Health care teams are better equipped to handle the acute cases, intervening and working to solve the problem. But chronic conditions are becoming more the bread and butter of health care as the population ages, he says. He shows a California study about what patients want at the end of life. Factors that scored high were having loved ones present and relieving the family’s financial burden.
When a person is having to adjust to a new health condition or disability or even face the end of life, there can be moments of great reward. “Once you get past the grief of it and the trauma of it, you begin to reconcile the new reality of what you’ve got. It’s a beautiful, creative process. We interrupt that all too often.”

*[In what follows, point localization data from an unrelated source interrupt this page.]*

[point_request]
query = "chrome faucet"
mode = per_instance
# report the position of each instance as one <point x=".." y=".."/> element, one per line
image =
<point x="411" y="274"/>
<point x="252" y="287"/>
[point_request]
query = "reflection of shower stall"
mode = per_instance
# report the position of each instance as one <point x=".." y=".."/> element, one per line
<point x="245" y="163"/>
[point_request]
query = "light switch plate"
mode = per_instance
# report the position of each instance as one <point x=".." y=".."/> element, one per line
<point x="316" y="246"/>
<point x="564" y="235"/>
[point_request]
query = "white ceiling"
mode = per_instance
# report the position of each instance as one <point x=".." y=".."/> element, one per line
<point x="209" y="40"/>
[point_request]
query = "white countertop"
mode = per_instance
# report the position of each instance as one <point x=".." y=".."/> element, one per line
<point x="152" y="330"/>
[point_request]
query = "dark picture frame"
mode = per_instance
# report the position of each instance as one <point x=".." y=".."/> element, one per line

Miller says there is much health care professionals can learn from their patients and a rich interaction that can happen as crises are faced together. Patients often feel like they’re a burden. “One of the sweetest things you can do for your patients is to learn something from them. This is not a one-way street.”
For many, there can be a crisis of meaning at the end of life. “They are trying to make meaning of their situation. You are going to be roped into people’s narratives, and what you say and do can really matter. How we do things really do matter,” he says, pointing out that bedside manner isn’t just a nicety.
“I also want to put in a plug for meaninglessness. There’s something really powerful about just not knowing. There’s an absurdity in there and a grace, and there’s a moment of pleasure and joy in that, too,” he says. “It’s important to make room for the mystery. I don’t care if you are Albert Einstein, there are things you don’t know.”
Sometimes space just needs to be made for a patient to sit before the mystery of it in communion with others, he says.
“Some of the most powerful moments I’ve had clinically are when I’ve said, ‘I don’t know, but let’s find out together’ or ‘I don’t know, but I’m not going to run away. I’ll be here.’ Those are some of the most potent moments. The most magical moment can be just not abandoning someone.”
To reorient health care and reimagine medical practice, a good goal is to focus on healing instead of just curing, which would make health care providers relevant to 100 percent of the population, 100 percent of the time, he says.
“If we took our goal as healing, not curing, maybe we’d find ourselves further relevant. And maybe we’d find ourselves a better job description. And more to the point, curing is an externally-driven thing, but healing, being whole and being right with yourself, is largely an internally-driven process. It’s not ours to impart. But as a physician, I can accompany people who are healing themselves.
The other important mental shift is to see dying as a normal part of the living process and to proactively find ways to bring joy to that last season in life. “We are ‘the dying’ – all of us. Sometimes I hear us say ’the dying,’ which says ‘I’m not that.’ We need to watch ourselves. We are all dying. We don’t need to artificially separate ourselves.”
For many people, the end of life can even be a welcome moment, he says.
“Death is what gives our time meaning. Death is not the enemy. We’re going to lose that war. What makes anything precious is that it ends.”